ECSDA responds to ESMA on CSD authorisation

19 Feb 2015 – In its response to the ESMA consultation on “Level 2” legislation on central securities depositories, ECSDA identifies several issues that need to be solved prior to the finalisation of the new rules.

In relation to the new authorisation process for CSDs, ECSDA advocates a different approach on:

1. Record keeping requirements

The proposed rules for CSD record keeping are far-reaching and cannot realistically be implemented by the end of 2015. In particular:

  • Requiring CSDs to use Legal Entity Identifiers (LEI) for all issuers and CSD clients is not going to work when CSDs have no means to force third parties to comply;
  • Harmonised codes should be used for the purpose of regulatory reporting – not for CSD’s own records – and they should be compatible with global ISO standards;
  • Rules on record keeping should not apply retroactively;
  • A transition phase of at least 24 months, aligned with the implementation timeline for settlement discipline requirements, should be introduced.

2. Links with non-EU CSDs

European CSDs must be allowed to continue to maintain links with non-EU CSDs. Expecting CSDs or intermediaries established in non-EU jurisdictions to be subject to a comparable regulatory regime as that in place in the EU is not realistic, given that European rules are among the strictest in the world. It is also not justified from a risk perspective since CSD links do not expose the linked CSDs to credit risk. Forcing European CSDs to discontinue existing links with non-EU CSDs would be detrimental to market integration and would not in any way enhance the safety of cross-border settlements, since transactions would have to occur outside the network of existing infrastructures.

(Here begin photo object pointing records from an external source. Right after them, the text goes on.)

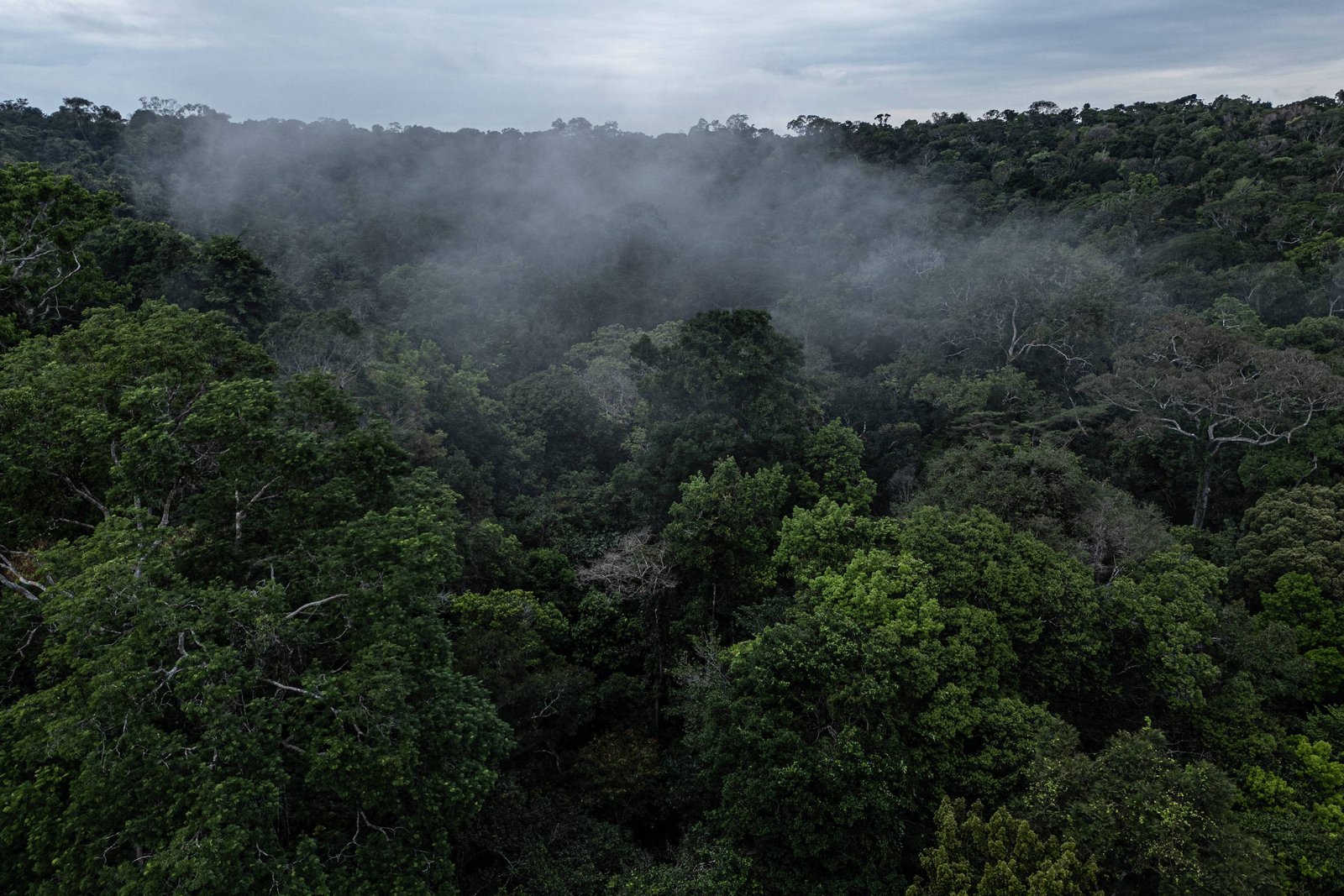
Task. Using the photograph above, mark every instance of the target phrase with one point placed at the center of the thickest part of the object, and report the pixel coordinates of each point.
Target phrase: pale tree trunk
(1206, 485)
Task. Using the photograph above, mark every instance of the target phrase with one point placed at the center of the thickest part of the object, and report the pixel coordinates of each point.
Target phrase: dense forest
(951, 506)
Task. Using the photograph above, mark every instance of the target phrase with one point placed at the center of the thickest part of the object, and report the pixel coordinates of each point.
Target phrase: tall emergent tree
(1215, 387)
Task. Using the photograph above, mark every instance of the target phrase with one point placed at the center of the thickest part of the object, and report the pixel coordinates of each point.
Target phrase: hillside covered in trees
(951, 506)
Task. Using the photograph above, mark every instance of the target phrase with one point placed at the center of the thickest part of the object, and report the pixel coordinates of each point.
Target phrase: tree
(1000, 856)
(45, 273)
(1155, 824)
(730, 385)
(1216, 389)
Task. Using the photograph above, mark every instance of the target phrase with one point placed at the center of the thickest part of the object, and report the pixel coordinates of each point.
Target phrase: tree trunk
(1206, 481)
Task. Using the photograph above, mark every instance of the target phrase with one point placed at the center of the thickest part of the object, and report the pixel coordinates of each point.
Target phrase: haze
(659, 66)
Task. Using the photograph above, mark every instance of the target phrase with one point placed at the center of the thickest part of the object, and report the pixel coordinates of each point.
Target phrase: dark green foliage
(456, 512)
(1003, 855)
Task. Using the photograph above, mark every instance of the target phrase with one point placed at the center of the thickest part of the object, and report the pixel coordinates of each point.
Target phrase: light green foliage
(1296, 801)
(1153, 822)
(826, 537)
(878, 589)
(1163, 622)
(1001, 856)
(833, 458)
(830, 732)
(1294, 531)
(1045, 600)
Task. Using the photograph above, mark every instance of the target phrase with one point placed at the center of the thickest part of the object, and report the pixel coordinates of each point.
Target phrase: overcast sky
(658, 65)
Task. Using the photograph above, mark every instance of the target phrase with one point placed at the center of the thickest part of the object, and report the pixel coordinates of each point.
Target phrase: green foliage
(722, 537)
(1003, 855)
(45, 219)
(1152, 822)
(729, 387)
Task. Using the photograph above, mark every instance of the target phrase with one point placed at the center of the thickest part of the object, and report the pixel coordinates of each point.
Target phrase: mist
(538, 239)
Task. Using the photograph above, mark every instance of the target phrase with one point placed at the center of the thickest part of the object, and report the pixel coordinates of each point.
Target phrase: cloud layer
(659, 66)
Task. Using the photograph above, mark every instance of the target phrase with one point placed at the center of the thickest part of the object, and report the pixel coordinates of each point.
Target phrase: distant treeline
(942, 508)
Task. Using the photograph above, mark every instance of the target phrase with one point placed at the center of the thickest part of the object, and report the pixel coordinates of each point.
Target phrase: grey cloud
(659, 66)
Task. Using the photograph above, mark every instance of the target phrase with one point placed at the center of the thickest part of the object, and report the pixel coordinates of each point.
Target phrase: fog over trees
(937, 508)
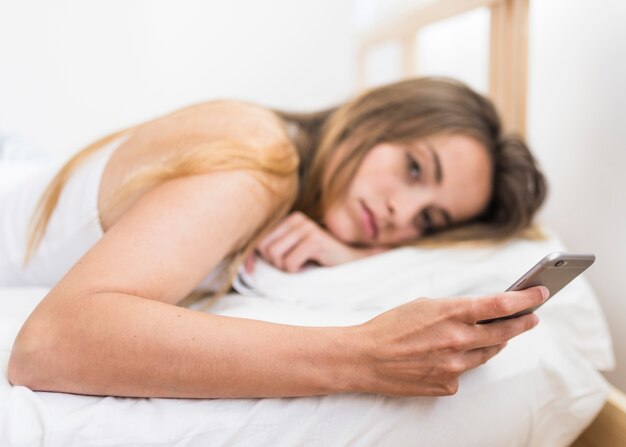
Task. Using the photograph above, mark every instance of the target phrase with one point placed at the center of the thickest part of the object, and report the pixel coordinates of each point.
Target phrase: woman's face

3. The reconciliation process

The proposed rules on reconciliation need to be adapted in two ways to avoid negative consequences on financial stability:

  • Suspension of settlement in a financial instrument should not be automatic in case of discrepancies. There should be an element of proportionality to ensure that the damage caused by the suspension is not greater than that caused by the reconciliation error;
  • Requirements on daily reconciliation should only apply to cases where the CSD provides central maintenance services for a financial instrument. In other cases, including in the case of offshore investment funds for which a transfer agent provides the notary and central maintenance services, the CSD is not in a position to impose daily reconciliation to the third party transfer agent.